Wild Carrot is a flowering plant native to Europe and southwest Asia. It is naturalized throughout much of the United States and Canada and can be found growing wild in fields and along roadsides. The root of D. carota is edible, and can be cooked and used in a similar way as cultivated carrots. The dried roasted roots can be ground into a powder and used as a coffee substitute.
Only the first year root should be used. Since wild carrot is a biennial, and flowers in its second year, the root of a carrot in flower is too woody to be used. At this point you can peel the stem and eat it both raw and cooked. The flower (like many things, I suppose) is said to be tasty deep fried.
The leaves are edible as both a raw (when young) and cooked green. The aromatic seeds can be used as flavoring in stews, carrying “hints of citrus, cumin, coriander, and caraway.” When I tasted the seed I found it to be reminiscent of pine, slightly sweet, and a little bitter.
What really sets this plant apart is its history of use as a contraceptive. Women have been using the seeds for such a purpose for centuries. Research in this area has shown promise. Interestingly, a plant in the same family, silphium, was so prized as a contraceptive that the demand led to its extinction in the 3rd or 2nd century BC.
Wild carrot has many medicinal properties. The seeds are said to be a diuretic (1). They support the kidneys and help prevent kidney stones. They are also carminative (2), soothing the digestive tract in case of gas, diarrhea, or indigestion. The seeds can also be used to stimulate the appetite, and alleviate menstrual cramps. An infusion of the seeds can be made using one teaspoon of the seeds per cup of boiling water. Note: Because of its contraceptive properties, wild carrot seed should not be used during pregnancy.
The leaves of wild carrot contain porphyrins, which stimulate the pituitary and induce sex hormone production. It also stimulates the uterus. This, of course, makes it contraindicated during pregnancy, but perhaps useful for the purpose of inducing labor. You can make a tea from both fresh and dried leaves. It has similar medicinal properties as the seed infusion.
Cultivated carrots are a subspecies of Daucus carota (wild carrot). Carrots have many health benefits but I will list only a few of them here. Chewing a carrot after a meal is good for your mouth. It contains minerals, stimulates your gums, and cleans your teeth, helping to prevent tooth decay. There is a direct correlation between eating more carrots and lowering your risk of heart disease, and a study from Harvard University concluded that eating more than five carrots a week greatly reduces the risk of stroke in the elderly. 
Unfortunately, wild carrot has a few poisonous look-alikes, including poison hemlock, water hemlock, and fool’s parsley.
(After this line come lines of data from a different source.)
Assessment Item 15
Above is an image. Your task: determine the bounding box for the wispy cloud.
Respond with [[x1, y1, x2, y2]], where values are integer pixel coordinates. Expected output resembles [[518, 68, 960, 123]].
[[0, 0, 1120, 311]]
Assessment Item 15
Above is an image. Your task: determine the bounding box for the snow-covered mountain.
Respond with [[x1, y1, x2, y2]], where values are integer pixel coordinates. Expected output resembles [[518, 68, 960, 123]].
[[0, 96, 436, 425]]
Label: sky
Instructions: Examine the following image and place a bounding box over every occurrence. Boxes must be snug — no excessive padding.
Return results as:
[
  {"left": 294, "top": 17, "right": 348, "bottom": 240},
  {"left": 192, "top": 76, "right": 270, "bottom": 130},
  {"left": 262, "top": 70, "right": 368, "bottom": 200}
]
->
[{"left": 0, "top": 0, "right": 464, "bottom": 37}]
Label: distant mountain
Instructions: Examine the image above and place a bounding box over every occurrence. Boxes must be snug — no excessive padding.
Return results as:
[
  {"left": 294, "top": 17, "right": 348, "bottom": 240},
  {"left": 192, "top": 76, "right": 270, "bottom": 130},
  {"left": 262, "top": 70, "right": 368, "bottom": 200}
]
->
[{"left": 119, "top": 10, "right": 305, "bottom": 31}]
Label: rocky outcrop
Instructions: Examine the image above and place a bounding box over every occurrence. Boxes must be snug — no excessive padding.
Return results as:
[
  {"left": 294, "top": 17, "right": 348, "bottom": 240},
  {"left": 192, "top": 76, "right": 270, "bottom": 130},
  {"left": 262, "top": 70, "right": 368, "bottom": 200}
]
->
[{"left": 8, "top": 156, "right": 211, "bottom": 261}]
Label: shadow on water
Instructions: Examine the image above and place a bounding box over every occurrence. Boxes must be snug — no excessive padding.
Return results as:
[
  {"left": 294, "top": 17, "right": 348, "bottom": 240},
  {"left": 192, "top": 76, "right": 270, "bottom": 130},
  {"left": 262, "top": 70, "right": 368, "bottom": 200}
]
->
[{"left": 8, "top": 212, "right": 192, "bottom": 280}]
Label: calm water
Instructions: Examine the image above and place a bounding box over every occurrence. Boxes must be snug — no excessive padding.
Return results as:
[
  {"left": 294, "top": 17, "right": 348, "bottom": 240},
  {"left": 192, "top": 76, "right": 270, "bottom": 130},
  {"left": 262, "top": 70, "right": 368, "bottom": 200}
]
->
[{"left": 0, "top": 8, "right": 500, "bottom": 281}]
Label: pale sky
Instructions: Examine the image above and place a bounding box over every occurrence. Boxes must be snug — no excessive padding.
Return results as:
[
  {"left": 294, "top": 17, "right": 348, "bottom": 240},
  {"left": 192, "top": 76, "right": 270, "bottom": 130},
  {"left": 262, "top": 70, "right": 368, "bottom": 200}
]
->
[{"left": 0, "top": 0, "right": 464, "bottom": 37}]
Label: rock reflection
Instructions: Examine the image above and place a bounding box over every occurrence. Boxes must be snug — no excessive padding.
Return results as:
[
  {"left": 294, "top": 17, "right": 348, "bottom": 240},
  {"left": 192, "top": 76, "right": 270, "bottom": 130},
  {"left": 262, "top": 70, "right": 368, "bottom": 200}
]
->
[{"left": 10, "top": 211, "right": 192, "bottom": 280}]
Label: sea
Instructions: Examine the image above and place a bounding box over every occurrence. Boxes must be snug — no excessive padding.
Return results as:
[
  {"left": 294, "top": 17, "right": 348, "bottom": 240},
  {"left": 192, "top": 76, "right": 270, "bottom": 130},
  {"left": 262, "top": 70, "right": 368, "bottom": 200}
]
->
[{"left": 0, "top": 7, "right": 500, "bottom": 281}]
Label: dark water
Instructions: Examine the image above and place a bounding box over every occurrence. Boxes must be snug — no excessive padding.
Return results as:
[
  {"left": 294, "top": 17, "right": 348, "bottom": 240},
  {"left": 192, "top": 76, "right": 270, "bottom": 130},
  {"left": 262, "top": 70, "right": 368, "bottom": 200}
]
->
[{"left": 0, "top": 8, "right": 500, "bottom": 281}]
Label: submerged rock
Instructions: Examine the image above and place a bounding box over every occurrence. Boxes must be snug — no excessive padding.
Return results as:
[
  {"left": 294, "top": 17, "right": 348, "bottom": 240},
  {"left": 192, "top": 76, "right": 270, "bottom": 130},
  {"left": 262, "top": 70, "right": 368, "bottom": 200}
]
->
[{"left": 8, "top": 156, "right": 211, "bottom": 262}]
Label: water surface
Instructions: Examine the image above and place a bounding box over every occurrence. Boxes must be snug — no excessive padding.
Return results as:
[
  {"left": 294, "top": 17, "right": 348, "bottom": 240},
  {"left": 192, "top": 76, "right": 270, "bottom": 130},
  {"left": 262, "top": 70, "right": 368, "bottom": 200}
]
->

Fortunately, there are differences between them, and it is easy to tell the difference if you know what to look for.
The most telling difference is the existence of a red or purple flower in the center of the wild carrot umbel. If you see it, you can be sure the plant in question is wild carrot.
Not all wild carrot umbels have a dark flower, which brings us to the second difference. Wild carrot stems are hairy, while the stems of both hemlock’s and fool’s parsley are smooth and hairless. This difference is important because it can be noticed in even the first year plants, which otherwise look very similar. Wild carrot also smells like a carrot.